Por: Raquel Quiñones (raquel.quinones2@upr.edu)
Es inevitable caminar por la plaza Román Baldorioty de Castro en Juana Díaz y ver a don Ismael Feliciano sentado en una esquina bajo la sombra de un árbol grande, viejo, fuerte, de hojas verdes resplandecientes. Con ese mismo árbol se puede comparar a don Feliciano: un hombre grande de corazón, que sin importar su edad, día a día muestra su fortaleza limpiando y brillando miles de calzados de clientes que buscan su eficaz servicio.
Con ochenta y dos años sobre sus hombros, Feliciano ha sido lustrador toda su vida. Ejerce el oficio como gran servidor y por pura pasión. Desde que llegué a su rincón, me extendió la mano y me recibió con una sonrisa en su rostro. Camina despacio hasta llegar a su banquito donde toma asiento y me invita a acompañarlo. Desde que lo vi con sus ojos resplandecientes, me hizo sentir como si lo conociera de toda la vida.
Todo comenzó en el año 1951, rememora.
“Más bien empecé desde chiquito, bueno, yo era chamaquito en la escuela elemental. Este oficio me lo enseñó mi padre Don Julio Feliciano, quien también era lustrador y me indujo a este mundo para también colaborar con el sustento en casa. Llevo setenta años trabajando en esto y así seguiré toda mi vida, hasta que me muera».
Con paso de tortuga todos los días se levanta a las seis y media de la mañana, organiza su baúl de herramientas y carga sobre su hombro un pedazo de madera pesado hasta llegar a su rincón de trabajo. Empieza su jornada a eso de las siete y media de la mañana y culmina a las tres de la tarde.
“Mi nombre es Ismael Feliciano, pero desde que era pequeño me decían Mongo, porque era mongo caminando. Me veían siempre mongo y así me decían. Así me quedé como Mongo», explica entre risas.
Mongo quedó marcado con ese sobrenombre por su aspecto físico, por su espalda ser un poco “jorobada” y con su peculiaridad al andar como si le estuviera pidiéndole permiso a un pie para mover el otro.
Cuando comenzó a ejercer este oficio, don Feliciano prestaba sus servicios por 5 a 10 centavos, algo que en la actualidad ya no se ve. Al hacer el contraste de un pasado a la actualidad es muy notable la diferencia en precio. Actualmente, cobra una tarifa de cuatro dólares por cada par.
En esta época, lustrar calzado era un oficio muy cotizado y competitivo.

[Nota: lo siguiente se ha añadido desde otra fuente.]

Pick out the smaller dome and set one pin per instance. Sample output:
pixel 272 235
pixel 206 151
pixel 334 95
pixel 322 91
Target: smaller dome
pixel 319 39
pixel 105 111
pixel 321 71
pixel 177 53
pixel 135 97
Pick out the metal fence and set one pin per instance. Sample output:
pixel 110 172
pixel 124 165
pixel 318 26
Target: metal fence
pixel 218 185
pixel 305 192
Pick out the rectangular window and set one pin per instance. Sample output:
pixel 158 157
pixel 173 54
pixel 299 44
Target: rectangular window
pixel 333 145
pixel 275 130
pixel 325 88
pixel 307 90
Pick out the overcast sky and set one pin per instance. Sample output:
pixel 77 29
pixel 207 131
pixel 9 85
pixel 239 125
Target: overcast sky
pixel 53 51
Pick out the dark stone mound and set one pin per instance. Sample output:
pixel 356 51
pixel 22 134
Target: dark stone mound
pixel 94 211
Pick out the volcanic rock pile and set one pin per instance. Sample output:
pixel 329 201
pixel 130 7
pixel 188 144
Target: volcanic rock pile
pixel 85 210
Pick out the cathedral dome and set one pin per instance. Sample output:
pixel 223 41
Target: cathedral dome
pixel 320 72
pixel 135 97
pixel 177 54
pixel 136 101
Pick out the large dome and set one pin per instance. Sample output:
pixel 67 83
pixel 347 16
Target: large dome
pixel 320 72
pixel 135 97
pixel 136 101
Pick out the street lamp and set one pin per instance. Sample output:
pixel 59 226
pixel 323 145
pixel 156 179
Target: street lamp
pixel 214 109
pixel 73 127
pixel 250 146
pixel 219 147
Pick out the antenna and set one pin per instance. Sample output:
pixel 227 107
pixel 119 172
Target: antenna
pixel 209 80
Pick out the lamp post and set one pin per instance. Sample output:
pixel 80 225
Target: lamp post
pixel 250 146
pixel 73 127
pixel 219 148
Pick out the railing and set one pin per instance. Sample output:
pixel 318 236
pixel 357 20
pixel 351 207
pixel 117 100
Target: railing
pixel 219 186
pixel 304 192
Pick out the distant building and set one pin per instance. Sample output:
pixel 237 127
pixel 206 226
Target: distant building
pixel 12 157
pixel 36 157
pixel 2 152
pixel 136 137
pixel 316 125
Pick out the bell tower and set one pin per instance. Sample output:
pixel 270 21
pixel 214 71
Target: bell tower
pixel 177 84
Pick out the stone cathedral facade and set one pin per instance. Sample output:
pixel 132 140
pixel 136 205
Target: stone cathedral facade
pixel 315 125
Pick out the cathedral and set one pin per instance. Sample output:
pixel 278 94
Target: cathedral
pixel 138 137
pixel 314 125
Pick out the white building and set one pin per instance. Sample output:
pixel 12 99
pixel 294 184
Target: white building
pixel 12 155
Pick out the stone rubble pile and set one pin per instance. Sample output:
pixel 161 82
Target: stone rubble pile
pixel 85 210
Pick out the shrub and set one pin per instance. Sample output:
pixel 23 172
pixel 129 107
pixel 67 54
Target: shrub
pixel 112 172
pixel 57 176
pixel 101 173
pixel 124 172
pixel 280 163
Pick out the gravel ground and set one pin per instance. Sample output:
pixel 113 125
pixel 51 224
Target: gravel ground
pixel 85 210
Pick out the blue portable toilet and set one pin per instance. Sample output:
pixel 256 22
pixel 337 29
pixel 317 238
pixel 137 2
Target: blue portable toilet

Era él, contra muchos lustradores más, pero como siempre enfatiza: donde hay calidad, no hay competencia. Poco a poco fue ganando sus clientes fieles, que lo buscaban por brindar un servicio 20/10 y hacerlos sentir que no solo son sus clientes, sino también su familia. No obstante, siempre recalca que no lo hace por dinero, pues en ocasiones no cobra a sus clientes que no pueden costear el servicio y continua trabajando sin importar la paga.
Como una montaña rusa, los precios de los materiales que debe comprar Feliciano bajan y suben. Su lápiz y papel eran sus betunes y materiales de calzados, los cuales eran bien económicos en sus comienzos. Actualmente, los betunes tienen un costo entre diez a quince dólares, muchas veces siendo escasos los mismos.
A pesar de la pasión que siente por su oficio, existe un recuerdo vivo en su vida que no será olvidado: una herida que la vida le dio y que jamás será curada. Se refiere al fallecimiento de su querida esposa, su ayuda idónea, la madre de sus hijos y quién no lo dejaba ni en las cuestas. Con lágrimas en sus ojos menciona que era ella el su motor para seguir día a día con su jornada.
Con sus manos arrugadas y temblorosas, y con fuerza debilitada, sigue haciendo lo que ama y dejando su huella no solo en cada par de zapatos, sino en cada persona que acude sus servicios. Feliciano se distingue por su humilde personalidad, amabilidad y su habitual sonrisa en su rostro.
Se podría decir mucho sobre don Ismael, un hombre trabajador, noble, humilde y dispuesto a dar sin recibir nada a cambio. No solamente se ha encargado de brillar los zapatos de cada persona que se le acerca, sino que también se ocupó de brillar el futuro de su familia y de sus ocho hijos. Un gran orgullo puertorriqueño quien siempre agradece a Dios, a la vida, que a sus ochenta y dos años de existencia siga firme como un roble y con fuerzas, ejerciendo un oficio que seguramente pronto dejará de existir.